Ses poèmes ont été publiés dans les magazines Varlık, Yenilik et Mavi. Il a traduit en turc les œuvres d'Ugo Betti, Jean Cocteau, Herman Wouk et André Maurois. Il a également écrit des critiques de théâtre pour les journaux Sabah et Vatan. Il a été l'un des fondateurs du Cep Tiyatro (Théâtre Cep). Il a également joué comme acteur pendant un certain temps[4],[5].
En 1999, il a quitté son activité de traducteur, de chroniqueur et d'avocat pour se consacrer à l'écriture de ses propres livres. Il a publié son premier livre la même année.

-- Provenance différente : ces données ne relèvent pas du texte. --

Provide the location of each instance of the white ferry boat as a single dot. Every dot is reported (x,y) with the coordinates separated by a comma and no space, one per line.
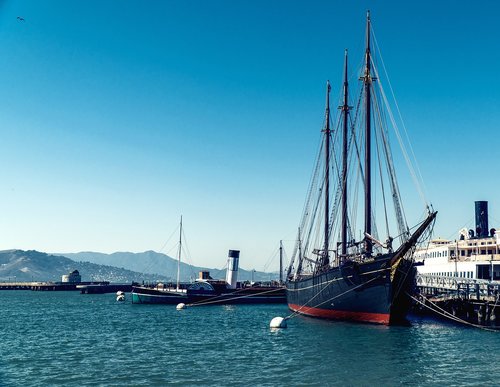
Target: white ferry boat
(474,255)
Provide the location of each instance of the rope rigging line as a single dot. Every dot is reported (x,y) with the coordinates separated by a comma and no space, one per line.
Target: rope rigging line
(421,190)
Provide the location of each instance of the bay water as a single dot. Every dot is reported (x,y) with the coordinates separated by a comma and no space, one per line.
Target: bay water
(70,339)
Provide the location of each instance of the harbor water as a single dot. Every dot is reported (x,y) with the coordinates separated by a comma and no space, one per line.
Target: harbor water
(70,339)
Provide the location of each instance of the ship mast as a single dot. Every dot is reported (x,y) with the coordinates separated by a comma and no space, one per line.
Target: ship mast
(281,262)
(367,80)
(179,256)
(345,112)
(326,260)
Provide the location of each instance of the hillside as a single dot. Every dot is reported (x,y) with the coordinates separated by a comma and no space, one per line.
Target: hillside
(22,266)
(151,261)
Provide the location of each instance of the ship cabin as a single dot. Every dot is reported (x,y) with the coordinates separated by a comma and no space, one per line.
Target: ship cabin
(472,257)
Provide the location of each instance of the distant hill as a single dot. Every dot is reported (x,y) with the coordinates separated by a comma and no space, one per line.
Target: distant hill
(25,266)
(151,261)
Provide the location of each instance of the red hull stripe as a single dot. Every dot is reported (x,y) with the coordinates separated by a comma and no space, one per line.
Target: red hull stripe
(378,318)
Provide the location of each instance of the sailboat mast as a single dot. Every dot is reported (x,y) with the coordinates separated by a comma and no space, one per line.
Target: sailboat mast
(179,256)
(367,80)
(327,174)
(345,112)
(281,262)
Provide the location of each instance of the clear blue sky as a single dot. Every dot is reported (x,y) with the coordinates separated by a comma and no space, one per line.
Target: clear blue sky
(117,117)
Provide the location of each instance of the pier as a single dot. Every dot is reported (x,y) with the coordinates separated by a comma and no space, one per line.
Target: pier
(49,286)
(475,301)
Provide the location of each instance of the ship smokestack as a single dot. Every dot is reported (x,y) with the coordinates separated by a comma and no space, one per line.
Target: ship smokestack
(232,268)
(482,219)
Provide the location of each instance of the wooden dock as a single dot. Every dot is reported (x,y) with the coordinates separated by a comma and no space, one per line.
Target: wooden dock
(460,299)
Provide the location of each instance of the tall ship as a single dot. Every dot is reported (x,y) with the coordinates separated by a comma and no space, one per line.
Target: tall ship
(473,255)
(334,273)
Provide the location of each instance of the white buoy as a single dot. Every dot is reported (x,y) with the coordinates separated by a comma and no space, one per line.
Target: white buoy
(278,322)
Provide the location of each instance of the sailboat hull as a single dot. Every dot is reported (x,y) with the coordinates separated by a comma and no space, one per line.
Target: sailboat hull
(372,292)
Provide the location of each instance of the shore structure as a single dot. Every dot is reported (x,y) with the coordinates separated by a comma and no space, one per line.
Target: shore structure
(460,279)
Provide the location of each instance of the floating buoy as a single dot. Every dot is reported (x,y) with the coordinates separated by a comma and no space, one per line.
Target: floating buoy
(278,322)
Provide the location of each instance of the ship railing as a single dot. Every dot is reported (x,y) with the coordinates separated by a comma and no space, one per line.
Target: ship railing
(453,287)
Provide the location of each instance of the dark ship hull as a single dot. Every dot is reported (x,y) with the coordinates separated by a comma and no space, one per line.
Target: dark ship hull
(372,291)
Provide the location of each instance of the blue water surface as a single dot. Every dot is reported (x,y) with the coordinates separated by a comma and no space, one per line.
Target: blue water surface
(70,339)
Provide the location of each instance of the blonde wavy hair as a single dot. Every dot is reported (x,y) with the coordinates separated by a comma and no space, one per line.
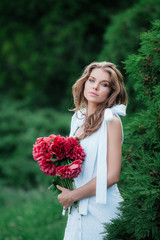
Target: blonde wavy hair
(117,95)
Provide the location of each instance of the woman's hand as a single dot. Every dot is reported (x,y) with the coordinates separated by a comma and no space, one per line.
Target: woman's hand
(65,197)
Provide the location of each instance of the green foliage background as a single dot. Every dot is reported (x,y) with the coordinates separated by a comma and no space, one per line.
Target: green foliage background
(44,48)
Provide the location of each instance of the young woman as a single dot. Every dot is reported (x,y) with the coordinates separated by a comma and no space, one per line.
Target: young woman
(99,96)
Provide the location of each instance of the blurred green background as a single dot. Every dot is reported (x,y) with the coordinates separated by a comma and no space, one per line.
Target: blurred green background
(45,46)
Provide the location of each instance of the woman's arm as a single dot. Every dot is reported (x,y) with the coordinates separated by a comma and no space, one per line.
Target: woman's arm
(114,151)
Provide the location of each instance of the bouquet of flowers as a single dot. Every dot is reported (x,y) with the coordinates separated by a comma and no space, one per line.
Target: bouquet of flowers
(59,157)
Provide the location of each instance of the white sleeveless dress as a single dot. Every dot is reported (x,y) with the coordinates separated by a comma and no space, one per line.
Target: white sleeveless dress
(87,224)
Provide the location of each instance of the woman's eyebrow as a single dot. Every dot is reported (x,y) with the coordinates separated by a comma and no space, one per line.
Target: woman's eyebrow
(101,80)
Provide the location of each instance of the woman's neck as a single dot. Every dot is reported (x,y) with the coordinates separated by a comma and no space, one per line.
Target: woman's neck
(91,108)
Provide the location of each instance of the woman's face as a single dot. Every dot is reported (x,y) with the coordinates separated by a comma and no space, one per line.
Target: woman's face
(97,87)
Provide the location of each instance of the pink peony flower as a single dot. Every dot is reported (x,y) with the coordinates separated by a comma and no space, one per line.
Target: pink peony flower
(70,171)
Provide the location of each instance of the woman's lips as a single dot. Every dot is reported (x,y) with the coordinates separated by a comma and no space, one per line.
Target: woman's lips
(94,94)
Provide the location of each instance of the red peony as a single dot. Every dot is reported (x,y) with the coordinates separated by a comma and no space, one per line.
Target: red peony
(59,156)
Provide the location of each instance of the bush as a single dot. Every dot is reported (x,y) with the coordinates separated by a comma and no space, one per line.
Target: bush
(19,129)
(141,167)
(122,37)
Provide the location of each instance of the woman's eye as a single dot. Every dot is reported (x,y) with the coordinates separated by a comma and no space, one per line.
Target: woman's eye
(104,84)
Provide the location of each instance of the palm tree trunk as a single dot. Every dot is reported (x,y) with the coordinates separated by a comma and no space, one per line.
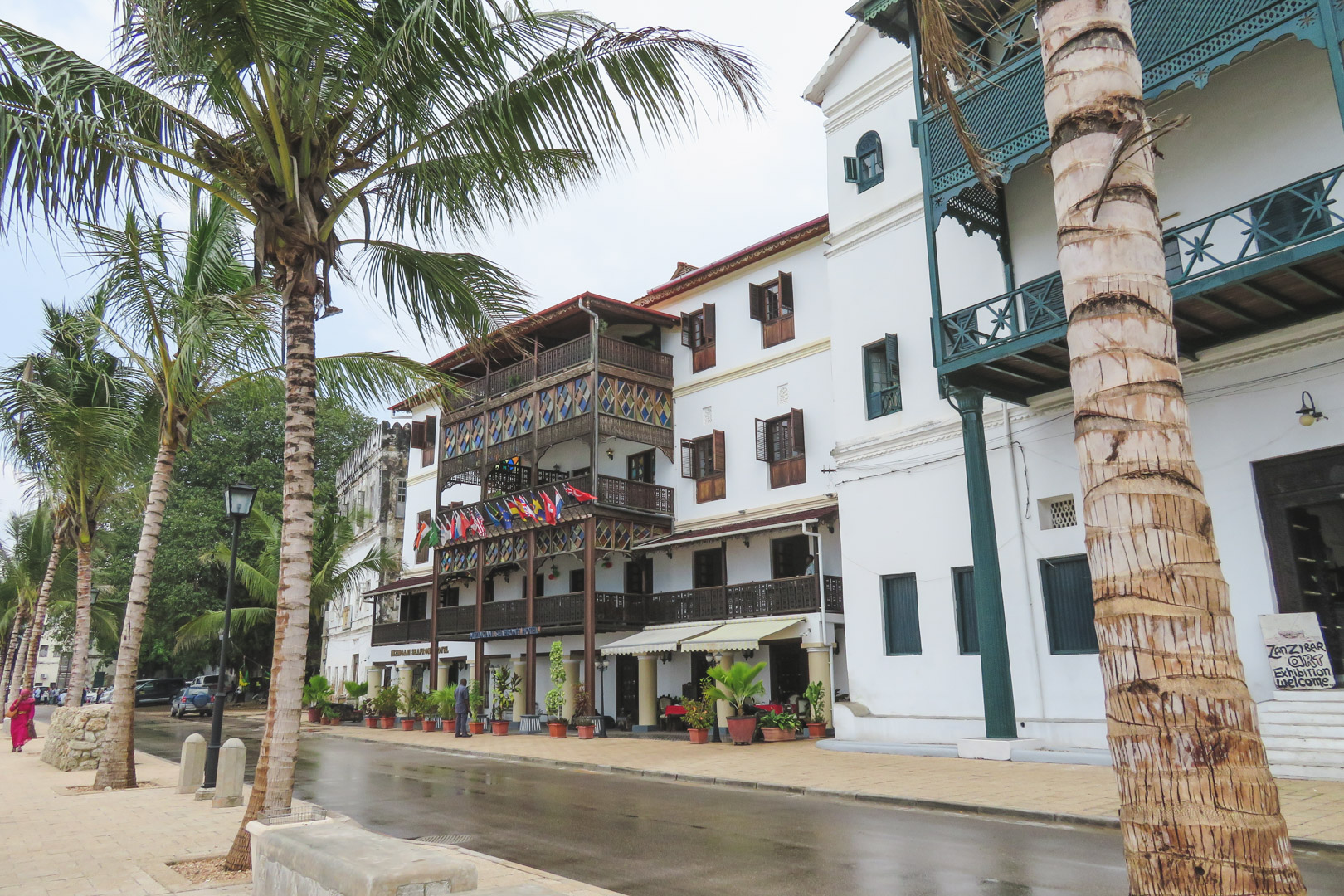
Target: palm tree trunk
(39,614)
(1199,807)
(273,783)
(117,765)
(84,620)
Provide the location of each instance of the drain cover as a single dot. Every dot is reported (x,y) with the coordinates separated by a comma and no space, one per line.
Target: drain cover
(446,840)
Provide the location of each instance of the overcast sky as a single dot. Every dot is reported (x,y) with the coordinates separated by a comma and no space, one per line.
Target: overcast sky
(721,190)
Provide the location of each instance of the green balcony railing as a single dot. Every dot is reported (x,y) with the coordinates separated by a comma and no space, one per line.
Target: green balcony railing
(1259,234)
(1179,42)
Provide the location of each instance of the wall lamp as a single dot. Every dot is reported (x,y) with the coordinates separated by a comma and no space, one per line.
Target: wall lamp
(1307,416)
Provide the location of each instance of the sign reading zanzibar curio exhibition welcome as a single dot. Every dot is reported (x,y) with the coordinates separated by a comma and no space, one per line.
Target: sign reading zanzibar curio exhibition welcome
(1298,652)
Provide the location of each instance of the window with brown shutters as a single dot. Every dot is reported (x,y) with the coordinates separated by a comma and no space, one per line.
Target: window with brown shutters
(704,461)
(431,441)
(772,304)
(782,444)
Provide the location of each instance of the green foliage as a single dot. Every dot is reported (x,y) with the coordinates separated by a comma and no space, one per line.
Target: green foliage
(784,720)
(318,692)
(738,684)
(387,703)
(555,696)
(816,696)
(504,687)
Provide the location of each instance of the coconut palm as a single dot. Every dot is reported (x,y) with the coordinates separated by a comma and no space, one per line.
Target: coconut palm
(74,423)
(334,128)
(1199,807)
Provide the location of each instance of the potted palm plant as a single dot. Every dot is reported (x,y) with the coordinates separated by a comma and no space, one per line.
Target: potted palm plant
(386,705)
(555,722)
(446,702)
(318,694)
(504,687)
(816,698)
(737,685)
(476,702)
(778,726)
(583,718)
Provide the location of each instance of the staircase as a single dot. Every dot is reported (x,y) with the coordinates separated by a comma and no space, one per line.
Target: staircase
(1304,733)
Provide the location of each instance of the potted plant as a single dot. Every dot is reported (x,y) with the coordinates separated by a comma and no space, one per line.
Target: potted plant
(446,702)
(476,702)
(583,718)
(386,705)
(816,698)
(737,685)
(504,687)
(555,720)
(316,694)
(778,726)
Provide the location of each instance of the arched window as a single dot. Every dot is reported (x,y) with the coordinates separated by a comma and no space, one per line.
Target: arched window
(864,167)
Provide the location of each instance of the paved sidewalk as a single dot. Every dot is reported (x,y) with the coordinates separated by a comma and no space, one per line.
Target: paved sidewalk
(1083,794)
(54,843)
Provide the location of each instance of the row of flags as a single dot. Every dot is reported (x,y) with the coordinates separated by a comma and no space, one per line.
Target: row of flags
(535,507)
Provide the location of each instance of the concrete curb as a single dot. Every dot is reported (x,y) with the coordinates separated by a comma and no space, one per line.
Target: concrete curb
(1004,813)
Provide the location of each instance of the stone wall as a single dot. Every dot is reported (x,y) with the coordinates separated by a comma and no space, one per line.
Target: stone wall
(74,739)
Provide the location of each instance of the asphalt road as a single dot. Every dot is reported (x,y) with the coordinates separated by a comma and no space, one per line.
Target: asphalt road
(652,839)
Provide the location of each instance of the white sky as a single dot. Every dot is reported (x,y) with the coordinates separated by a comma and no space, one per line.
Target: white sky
(721,190)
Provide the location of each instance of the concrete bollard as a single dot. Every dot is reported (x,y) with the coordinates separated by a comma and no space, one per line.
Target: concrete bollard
(192,772)
(229,779)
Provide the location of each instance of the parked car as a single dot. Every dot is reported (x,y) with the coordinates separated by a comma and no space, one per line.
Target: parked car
(158,691)
(192,699)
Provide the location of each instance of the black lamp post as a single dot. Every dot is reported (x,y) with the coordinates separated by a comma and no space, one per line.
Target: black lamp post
(238,499)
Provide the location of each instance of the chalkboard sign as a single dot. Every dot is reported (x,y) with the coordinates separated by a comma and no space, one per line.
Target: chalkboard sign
(1298,652)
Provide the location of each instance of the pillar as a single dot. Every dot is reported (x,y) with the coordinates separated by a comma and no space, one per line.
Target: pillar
(648,692)
(572,685)
(407,676)
(519,705)
(995,672)
(819,670)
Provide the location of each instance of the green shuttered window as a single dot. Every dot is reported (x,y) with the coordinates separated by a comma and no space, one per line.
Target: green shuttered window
(1066,583)
(901,614)
(964,596)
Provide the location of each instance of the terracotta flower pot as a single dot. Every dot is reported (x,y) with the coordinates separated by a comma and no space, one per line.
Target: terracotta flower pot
(743,730)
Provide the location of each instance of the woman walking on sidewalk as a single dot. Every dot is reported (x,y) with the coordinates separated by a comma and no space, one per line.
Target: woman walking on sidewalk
(21,716)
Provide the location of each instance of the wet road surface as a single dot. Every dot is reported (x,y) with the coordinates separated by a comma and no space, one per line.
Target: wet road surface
(654,839)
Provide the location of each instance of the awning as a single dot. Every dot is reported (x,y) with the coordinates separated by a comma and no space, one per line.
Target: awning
(657,640)
(745,635)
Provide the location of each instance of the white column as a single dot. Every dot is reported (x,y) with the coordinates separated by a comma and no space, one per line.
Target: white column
(648,692)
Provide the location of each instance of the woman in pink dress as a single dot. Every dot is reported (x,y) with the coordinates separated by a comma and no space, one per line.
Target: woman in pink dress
(21,716)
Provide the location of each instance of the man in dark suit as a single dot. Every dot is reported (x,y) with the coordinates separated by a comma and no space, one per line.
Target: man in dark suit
(461,707)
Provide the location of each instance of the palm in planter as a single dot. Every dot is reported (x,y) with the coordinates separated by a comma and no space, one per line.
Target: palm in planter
(737,685)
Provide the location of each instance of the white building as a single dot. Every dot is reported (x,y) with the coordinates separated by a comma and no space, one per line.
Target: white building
(371,494)
(1254,245)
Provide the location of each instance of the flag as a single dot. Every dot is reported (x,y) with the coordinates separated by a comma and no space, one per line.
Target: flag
(578,494)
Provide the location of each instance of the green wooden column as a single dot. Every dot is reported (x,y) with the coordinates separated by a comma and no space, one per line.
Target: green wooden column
(995,674)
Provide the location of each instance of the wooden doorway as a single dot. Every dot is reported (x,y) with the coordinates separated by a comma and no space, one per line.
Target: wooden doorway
(1301,501)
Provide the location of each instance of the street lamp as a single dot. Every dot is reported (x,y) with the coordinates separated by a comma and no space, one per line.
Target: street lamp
(238,499)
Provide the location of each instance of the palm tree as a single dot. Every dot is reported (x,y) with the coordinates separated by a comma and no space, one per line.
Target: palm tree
(336,127)
(1199,807)
(332,577)
(74,426)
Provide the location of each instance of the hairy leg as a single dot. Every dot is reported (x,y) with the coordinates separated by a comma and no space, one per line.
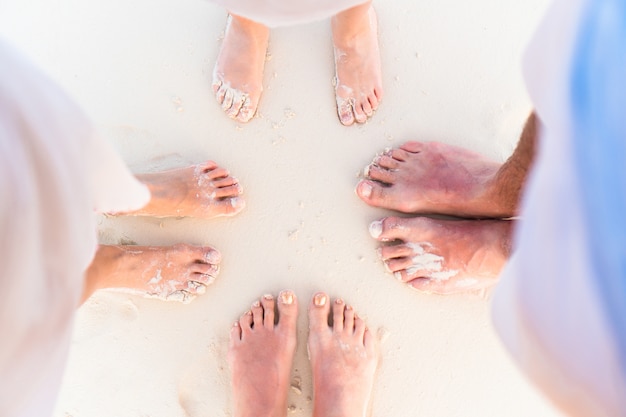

Il a ensuite reçu le prix Haldun Taner du récit en 2003 pour son recueil de nouvelles « O Zaman Kim Söyleyecek Şarkıları (Qui chantera alors des chansons) » et le prix Yunus Nadi du roman en 2006 pour son roman « Deniz Taşları (Pierres de mer) »[6].
Il a fréquemment recours à l'ironie, à l'humour et à l'érotisme dans ses œuvres. Les protagonistes de ses livres étaient souvent des figures de l'élite. De plus, l'artiste, qui s'appuie sur des faits historiques, a intégré dans son univers fictif des événements et des personnages qui ont marqué sa vie.
Yiğit Okur est décédé à Istanbul le 1er janvier 2016. Après la cérémonie funéraire tenue à la mosquée Teşvikiye, il a été enterré au cimetière de Zincirlikuyu[7],[8].